—Será un largo invierno —anunció un hombre a la luz de las llamas. Durante todo aquel aciago día Widukind había estado esperando una señal, pero los frisios no darían su brazo a torcer—. Hostigaremos a ese ejército maldito como lobos hambrientos. No habrá rincón a salvo en estas tierras, ni más allá, al norte o al oeste…
Widukind detuvo sus ojos en el fuego, preocupado en asuntos más lejanos. No había vuelto a oír de Remigio ni de sus emisarios. Era como si, con la rotura de la lanza, se los hubiese tragado la tierra. Quizás había asimilado al fin los verdaderos propósitos del duque, o, incluso, Remigio habría sido capaz de entenderlos mucho antes de que el propio Widukind fuera plenamente consciente de ellos.
El encuentro con los representantes de Carlomagno tuvo lugar algunos días después de la partida de Frodo. El gélido mutismo con el que éste silenció las intenciones de Widukind se encontró con la mirada franca y comprensiva del duque sajón en todo momento. Había prometido volver, pero al menos en aquel instante sentía que su presencia era necesaria para reunir a su gente, hablar con los ahora maltrechos señores de Nordin. No todos buscaban el odio de un ejército como el austrasiano.
Fue una mañana fría, no muy lejos de Patherbrunn. Los francos trataron con indiferencia a los portavoces de Widukind. Finalmente, a mediodía, en esa gélida encrucijada bajo la nieve, se encontraron con Willehar.
Cuando el caballo agotó su trote y se detuvo frente a ellos, Widukind lo interrogó con la mirada.
—Veo que estás entero —dijo el duque, pues no deseaba que por culpa de aquellas negociaciones su joven amigo fuese dañado a traición.
—Me dieron de comer y de beber, y hablé con uno de sus capitanes, que fue la boca de sus señores.
—¿Qué te dijeron…?
—Widukind, no son buenas las nuevas que traigo, tampoco las palabras que me encomendaron.
—No importa eso ahora. Habla, amigo.
Willehar se inclinó para tomar aliento.
—No aceptan el trato. Carlomagno ha dicho que si dañases a tus prisioneros, él, en cambio de ojo por ojo, dañaría a los suyos. Que si los rompes, él romperá a tus hijos, que si los acuchillas ellos serán acuchillados, que si los quemas, ellos serán quemados con el fuego de una hoguera cristiana.
Como si ya conociese esa respuesta, y cuanto se avecinaba detrás de aquellas palabras, Widukind sólo miraba fijamente a su amigo y lo invitaba a continuar hablando sin miedo.
—También ha dicho que aceptaría el trato, si, junto a sus prisioneros, Widukind en persona se entregase a los francos. Una vez allí, la vida de sus hijos sería garantizada, y también la de Widukind. Si además Widukind permitiese ser bautizado públicamente, con la presencia de los nobles sajones afines al tratado y a la marca, entonces conservaría sus armas en el retiro de un monasterio, no sería rapado, vestiría sus anillos, llevaría una vida digna, y podría ver a sus hijos al menos una vez al año. Carlomagno garantizaría la educación y el buen vivir de ellos, y sacarían provecho de la corte de su reino…

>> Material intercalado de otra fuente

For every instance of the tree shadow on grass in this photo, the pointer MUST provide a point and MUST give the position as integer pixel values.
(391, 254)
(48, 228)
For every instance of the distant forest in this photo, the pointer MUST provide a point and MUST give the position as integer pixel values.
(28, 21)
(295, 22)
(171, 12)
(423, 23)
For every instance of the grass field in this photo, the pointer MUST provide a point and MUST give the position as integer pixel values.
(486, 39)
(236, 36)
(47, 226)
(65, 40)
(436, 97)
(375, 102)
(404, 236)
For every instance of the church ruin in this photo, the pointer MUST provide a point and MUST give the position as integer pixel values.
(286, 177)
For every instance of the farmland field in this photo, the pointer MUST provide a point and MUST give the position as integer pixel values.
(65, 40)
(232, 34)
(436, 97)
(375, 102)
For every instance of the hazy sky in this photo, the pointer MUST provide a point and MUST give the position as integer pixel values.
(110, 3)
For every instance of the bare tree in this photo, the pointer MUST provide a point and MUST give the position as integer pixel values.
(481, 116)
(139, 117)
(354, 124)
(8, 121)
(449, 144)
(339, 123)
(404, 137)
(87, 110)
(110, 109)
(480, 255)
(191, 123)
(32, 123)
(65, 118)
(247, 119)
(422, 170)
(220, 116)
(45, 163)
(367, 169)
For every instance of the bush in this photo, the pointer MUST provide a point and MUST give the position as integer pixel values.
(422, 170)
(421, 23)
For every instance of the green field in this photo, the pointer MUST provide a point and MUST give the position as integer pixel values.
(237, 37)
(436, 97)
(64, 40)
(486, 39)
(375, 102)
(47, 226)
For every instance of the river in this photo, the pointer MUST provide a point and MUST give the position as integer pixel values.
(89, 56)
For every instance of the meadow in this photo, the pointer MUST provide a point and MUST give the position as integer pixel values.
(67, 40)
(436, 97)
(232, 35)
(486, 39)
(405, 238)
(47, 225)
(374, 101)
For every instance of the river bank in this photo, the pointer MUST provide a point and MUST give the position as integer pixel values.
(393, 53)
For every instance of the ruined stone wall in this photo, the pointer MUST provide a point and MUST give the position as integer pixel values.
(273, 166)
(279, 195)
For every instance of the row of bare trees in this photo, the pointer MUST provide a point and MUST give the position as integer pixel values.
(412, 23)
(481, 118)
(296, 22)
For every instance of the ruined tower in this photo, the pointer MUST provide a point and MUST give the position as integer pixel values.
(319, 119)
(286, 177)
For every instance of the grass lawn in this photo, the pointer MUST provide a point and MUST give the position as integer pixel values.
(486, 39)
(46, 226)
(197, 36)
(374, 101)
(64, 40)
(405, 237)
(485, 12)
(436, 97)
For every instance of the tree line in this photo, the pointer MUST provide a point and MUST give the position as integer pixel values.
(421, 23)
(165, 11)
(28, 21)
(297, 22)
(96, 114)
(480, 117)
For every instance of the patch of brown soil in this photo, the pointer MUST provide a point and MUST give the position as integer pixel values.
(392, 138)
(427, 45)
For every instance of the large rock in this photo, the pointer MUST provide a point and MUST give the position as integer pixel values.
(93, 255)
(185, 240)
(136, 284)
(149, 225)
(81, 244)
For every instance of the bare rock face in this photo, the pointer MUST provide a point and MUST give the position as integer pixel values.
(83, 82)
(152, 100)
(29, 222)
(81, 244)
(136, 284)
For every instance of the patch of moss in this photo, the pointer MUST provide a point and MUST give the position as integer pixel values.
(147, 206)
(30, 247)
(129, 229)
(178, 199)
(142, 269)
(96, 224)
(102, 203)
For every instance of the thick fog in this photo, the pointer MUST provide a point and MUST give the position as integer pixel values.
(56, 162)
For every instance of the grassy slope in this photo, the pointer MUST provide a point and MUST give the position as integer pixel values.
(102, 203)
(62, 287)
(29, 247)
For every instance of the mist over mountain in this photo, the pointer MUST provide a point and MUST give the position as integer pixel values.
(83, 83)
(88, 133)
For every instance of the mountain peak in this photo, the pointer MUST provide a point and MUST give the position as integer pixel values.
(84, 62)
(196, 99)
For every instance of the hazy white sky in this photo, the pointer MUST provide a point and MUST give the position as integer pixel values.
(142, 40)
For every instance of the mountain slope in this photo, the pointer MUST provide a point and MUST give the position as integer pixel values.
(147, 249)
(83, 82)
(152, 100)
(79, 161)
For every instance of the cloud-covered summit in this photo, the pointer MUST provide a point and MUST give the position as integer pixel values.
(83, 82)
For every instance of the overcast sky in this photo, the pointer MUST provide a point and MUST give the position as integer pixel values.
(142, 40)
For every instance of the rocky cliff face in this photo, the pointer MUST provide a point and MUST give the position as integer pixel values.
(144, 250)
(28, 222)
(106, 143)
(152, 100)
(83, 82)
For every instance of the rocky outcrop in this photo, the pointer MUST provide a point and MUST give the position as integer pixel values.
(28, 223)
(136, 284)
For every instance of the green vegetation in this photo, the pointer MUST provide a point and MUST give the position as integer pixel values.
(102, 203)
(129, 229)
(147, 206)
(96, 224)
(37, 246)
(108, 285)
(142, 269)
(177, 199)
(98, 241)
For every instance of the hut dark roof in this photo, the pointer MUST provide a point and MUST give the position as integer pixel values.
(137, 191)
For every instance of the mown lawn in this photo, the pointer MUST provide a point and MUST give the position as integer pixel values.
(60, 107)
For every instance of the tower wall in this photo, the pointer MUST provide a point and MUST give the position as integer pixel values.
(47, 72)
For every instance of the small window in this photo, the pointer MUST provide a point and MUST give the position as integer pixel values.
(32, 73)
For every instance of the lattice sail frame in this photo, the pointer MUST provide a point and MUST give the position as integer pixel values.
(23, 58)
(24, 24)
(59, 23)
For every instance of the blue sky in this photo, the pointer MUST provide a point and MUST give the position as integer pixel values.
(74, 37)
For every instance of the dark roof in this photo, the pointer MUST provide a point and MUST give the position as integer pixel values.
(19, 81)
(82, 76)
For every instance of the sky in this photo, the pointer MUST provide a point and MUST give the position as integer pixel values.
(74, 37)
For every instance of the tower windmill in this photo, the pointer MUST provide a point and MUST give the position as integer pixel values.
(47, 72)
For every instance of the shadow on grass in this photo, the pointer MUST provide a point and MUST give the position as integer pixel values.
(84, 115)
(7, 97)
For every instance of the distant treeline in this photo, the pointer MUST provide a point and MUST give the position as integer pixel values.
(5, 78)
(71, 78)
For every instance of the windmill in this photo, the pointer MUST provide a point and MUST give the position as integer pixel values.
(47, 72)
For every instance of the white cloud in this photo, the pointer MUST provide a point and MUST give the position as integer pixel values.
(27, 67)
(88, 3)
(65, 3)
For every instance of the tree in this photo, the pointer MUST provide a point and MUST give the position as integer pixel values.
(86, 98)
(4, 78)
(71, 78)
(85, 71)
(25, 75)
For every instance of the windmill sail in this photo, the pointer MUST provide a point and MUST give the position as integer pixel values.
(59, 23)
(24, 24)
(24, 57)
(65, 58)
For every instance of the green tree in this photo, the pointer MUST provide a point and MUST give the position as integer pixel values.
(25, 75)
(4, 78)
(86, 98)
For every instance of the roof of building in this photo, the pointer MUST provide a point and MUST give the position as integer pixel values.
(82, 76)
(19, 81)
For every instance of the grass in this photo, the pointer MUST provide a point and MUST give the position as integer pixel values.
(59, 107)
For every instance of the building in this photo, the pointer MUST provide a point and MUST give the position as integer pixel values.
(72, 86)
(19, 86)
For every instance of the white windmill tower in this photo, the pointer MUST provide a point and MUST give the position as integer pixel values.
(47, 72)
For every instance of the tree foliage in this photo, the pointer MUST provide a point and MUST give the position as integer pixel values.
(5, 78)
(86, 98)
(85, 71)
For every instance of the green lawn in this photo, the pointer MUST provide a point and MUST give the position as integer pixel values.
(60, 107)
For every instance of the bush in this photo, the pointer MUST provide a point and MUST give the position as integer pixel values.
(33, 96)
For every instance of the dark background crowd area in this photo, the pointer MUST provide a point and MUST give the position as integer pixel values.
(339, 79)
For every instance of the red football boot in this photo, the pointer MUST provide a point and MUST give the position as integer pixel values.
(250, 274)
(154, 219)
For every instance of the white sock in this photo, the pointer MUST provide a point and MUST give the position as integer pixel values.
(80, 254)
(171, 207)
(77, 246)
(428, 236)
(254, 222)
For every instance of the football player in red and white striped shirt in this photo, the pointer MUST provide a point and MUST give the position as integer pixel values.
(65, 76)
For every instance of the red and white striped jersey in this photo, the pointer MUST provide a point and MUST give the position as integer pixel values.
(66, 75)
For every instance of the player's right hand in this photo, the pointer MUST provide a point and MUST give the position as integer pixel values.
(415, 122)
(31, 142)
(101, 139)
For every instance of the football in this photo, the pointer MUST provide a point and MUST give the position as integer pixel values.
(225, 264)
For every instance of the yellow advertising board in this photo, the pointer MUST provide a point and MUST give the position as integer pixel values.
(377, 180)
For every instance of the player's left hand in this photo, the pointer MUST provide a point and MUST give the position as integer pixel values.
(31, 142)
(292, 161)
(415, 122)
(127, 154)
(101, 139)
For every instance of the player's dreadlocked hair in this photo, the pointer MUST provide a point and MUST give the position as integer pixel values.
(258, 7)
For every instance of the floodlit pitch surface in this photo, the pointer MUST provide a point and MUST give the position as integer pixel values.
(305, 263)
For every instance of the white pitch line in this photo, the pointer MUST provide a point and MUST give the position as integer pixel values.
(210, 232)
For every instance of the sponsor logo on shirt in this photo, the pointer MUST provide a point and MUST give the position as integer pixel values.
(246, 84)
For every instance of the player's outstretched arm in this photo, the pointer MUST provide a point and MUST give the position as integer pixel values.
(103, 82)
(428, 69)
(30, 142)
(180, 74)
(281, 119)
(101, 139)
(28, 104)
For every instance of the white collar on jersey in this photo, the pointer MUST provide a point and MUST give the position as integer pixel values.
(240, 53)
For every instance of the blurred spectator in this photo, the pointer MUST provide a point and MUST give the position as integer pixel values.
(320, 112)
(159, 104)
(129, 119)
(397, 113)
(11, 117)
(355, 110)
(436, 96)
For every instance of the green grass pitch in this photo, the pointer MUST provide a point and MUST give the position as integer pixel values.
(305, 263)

Widukind no se dio cuenta de lo que pasaba a su alrededor. Todos clavaban sus ojos en él. Pero él sólo traspasaba la figura de su amigo, con la mirada perdida en una triste melancolía, puestos en un horizonte lejano, invisible.
—¿Nada más tienes que decirme?
Willehar vaciló. Sus cabellos salvajes fueron recogidos por un gesto de abnegación. Posiblemente lamentaba haber tenido que llevar ese mensaje al ídolo de Sajonia. Negó sin pronunciar palabra.
Widukind movió sus riendas y se apartó del círculo, y se dirigió hacia los que vigilaban a aquellos prisioneros cuya alimentación era un problema día a día. Estaban famélicos, con las mejillas succionadas y las miradas llameantes. Wolfram, por compañerismo, se había negado a comer más que los demás, y repartía su excedente, con lo que su estado no era mejor que el de los otros.
Widukind no tenía demasiado tiempo para dar una respuesta. No podía quedarse allí, en los bosques, apartado, viendo cómo los cautivos iban cayendo uno tras otro, a causa de las heridas mal curadas, del hambre, del frío. Nadie quería alimentarlos, y si en los alrededores se enterasen de que estaban allí, corría el riesgo de sufrir un ataque sorpresa, vengativo, y ver cómo los masacraban en un abrir y cerrar de ojos. Y entonces todas las esperanzas de salvar a sus hijos se habrían extinguido, pues los francos considerarían una señal inequívoca el asesinato del landgrave Wolfram y los demás rehenes.